Writing Boot Sector Code

|« « # » »|
This is an article that discusses how to write your own 'hello, world' code into the boot sector. At the time of this writing, most such code examples available on the net were meant for NASM compiler. Very little material was available that could be tried with the readily available GNU tools like the GNU assembler (as) and the GNU linker (ld). This article was an effort to fill that gap.

License

Copyright © 2007 Susam Pal

This work is licensed under the Creative Commons Attribution 3.0 License.

Permission is granted to copy, distribute, transmit and/or adapt the work under the condition that you must attribute the work to Susam Pal with its URL, i.e. http://susam.in/articles/boot-sector-code/. A copy of the full license is available at http://susam.in/licenses/cc-by/.

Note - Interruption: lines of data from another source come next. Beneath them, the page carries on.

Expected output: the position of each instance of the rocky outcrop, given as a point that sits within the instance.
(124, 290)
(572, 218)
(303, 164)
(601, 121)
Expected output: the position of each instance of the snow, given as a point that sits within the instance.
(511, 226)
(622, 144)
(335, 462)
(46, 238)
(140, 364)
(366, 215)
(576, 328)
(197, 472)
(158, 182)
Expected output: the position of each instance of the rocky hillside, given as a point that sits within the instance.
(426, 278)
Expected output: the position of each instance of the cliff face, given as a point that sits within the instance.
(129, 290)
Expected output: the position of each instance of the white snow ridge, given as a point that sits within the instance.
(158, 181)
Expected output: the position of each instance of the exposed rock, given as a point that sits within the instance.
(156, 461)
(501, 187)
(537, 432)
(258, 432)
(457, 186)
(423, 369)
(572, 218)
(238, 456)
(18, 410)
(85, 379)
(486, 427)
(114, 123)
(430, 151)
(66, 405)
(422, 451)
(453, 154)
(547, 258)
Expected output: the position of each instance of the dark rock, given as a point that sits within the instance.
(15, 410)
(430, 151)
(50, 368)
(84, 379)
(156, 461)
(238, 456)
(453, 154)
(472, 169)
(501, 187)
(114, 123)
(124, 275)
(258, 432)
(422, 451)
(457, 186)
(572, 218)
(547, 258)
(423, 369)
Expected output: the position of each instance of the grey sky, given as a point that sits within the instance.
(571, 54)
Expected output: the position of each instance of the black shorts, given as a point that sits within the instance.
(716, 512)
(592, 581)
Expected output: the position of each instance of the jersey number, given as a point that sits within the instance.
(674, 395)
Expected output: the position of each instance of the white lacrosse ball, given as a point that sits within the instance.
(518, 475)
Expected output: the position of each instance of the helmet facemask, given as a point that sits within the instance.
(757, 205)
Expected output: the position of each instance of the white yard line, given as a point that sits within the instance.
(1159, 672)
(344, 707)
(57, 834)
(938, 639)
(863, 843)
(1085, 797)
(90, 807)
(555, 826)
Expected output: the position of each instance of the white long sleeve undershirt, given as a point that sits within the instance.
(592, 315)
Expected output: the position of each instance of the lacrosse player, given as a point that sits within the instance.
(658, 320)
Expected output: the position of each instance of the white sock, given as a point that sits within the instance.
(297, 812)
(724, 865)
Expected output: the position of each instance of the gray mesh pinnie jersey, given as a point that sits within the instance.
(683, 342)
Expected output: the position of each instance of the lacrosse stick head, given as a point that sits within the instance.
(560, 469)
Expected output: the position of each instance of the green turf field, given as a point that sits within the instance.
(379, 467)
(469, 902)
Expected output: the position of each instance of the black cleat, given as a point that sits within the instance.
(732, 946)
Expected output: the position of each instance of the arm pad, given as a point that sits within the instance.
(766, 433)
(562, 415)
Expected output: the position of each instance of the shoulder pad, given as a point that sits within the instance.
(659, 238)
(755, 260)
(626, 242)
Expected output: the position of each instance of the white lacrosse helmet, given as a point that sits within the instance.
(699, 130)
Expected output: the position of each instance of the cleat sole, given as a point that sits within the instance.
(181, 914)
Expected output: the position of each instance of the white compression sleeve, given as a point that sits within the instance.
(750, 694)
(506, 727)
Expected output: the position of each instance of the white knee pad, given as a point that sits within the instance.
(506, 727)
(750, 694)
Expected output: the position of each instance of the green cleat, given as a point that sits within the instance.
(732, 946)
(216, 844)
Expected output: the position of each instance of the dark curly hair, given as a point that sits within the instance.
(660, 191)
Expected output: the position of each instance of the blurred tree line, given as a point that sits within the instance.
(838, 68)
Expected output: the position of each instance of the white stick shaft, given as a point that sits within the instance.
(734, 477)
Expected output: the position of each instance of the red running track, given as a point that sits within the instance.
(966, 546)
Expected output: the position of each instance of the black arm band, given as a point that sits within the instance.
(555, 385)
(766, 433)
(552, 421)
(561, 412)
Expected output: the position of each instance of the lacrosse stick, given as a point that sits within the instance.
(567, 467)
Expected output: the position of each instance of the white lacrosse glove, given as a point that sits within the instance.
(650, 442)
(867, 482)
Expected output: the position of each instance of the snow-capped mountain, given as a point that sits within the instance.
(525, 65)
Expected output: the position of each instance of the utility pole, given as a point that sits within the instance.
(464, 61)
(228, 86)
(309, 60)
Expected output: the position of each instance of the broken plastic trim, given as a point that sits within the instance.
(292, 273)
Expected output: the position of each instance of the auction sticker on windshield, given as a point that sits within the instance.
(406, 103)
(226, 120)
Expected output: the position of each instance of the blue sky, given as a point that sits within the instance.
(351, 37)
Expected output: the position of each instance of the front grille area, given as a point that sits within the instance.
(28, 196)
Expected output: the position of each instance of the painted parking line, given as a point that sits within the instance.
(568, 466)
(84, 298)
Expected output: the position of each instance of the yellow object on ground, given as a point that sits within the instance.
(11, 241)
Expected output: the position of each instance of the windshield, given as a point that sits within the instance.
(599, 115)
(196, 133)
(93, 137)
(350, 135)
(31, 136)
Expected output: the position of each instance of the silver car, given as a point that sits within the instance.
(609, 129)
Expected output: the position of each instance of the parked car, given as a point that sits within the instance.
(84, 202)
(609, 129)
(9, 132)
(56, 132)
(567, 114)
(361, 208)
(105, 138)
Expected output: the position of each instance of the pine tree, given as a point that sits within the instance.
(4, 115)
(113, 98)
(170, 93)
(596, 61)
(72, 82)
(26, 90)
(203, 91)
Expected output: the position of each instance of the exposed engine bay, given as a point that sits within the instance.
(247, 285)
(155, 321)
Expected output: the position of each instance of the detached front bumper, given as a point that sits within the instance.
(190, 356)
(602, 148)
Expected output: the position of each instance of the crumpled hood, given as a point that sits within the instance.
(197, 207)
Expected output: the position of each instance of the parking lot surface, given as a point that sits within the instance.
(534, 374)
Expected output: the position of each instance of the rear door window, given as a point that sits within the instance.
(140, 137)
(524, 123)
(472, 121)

This document is provided WITHOUT ANY WARRANTY; without even the implied warranties of TITLE, MERCHANTIBILITY, FITNESS FOR A PARTICULAR PURPOSE, NONINFRINGEMENT, or the ABSENCE OF LATENT or OTHER DEFECTS, ACCURACY, or the PRESENCE OF ABSENCE OF ERRORS, whether or not discoverable.

Introduction

When the computer starts, the processor starts executing instructions at the memory address 0xfff0. This is usually a location in the BIOS ROM. Thus the BIOS code is executed by the processor. It checks several things, does many tests including the popular POST (power-on self test) and then finds the boot device. It loads the code from its boot sector into the memory and executes it. From here, the code in the boot sector takes over the control. In IBM-compatible PCs, the boot sector is the first sector of a data storage device. This is 512 bytes in length. The following figure shows what the boot sector contains.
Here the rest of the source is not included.